The existing version is difficult to read due to an unusually high number of text errors (e.g. references to the wrong figure panels etc.). A fuller explanation for the fraction of non-MG cells seen in control scRNAseq assays is required, particularly because the neurogenic trajectory which is enhanced in the Oct4/Rbpj-KO context is also evident in the control retina. Claims regarding the involvement of transcription factors in adult neurogenesis (such as Rfx4) need to be toned down unless they are backed up with functional data. It is possible that such factors are important, but equally, they may have no role or a redundant role, and without functional tests, it's impossible to say one way or the other.

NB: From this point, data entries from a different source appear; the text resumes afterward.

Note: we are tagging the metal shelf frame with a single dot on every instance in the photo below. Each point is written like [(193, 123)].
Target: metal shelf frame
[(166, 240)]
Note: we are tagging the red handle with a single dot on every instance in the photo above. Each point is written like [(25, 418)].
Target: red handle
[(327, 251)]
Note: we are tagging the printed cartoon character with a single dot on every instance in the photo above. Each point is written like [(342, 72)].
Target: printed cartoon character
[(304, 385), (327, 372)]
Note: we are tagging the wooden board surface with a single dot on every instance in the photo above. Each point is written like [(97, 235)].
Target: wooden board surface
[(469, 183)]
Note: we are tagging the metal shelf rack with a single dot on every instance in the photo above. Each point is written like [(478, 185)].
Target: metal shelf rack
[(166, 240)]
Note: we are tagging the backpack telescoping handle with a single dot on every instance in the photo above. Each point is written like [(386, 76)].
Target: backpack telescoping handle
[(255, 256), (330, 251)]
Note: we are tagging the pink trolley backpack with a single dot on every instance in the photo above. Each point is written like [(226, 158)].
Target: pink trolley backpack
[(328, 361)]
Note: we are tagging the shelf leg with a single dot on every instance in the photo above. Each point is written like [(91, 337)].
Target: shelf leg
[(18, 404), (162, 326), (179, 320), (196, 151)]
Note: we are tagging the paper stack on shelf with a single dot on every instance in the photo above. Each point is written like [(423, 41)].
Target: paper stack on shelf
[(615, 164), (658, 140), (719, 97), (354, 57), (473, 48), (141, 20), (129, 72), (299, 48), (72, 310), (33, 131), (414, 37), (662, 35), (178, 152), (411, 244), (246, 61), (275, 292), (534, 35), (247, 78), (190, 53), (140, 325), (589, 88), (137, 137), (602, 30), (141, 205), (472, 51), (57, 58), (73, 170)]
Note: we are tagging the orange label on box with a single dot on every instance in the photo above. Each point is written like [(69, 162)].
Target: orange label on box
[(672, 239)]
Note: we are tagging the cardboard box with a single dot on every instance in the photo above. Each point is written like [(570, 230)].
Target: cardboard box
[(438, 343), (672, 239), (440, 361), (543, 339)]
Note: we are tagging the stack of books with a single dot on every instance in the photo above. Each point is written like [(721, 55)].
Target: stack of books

Overall, the authors achieved what they set out to do, and have made new insights into how neurogenesis can be stimulated in MG. Ultimately, a major long-term goal in the field is to replace lost photoreceptors as this is most relevant to many human visual disorders, and while this paper (like all others before it) does not generate rods or cones, it opens new strategies to coax MG to form a related neuronal cell type. Their approach underscores the benefits of using a gold-standard approach for lineage tracing.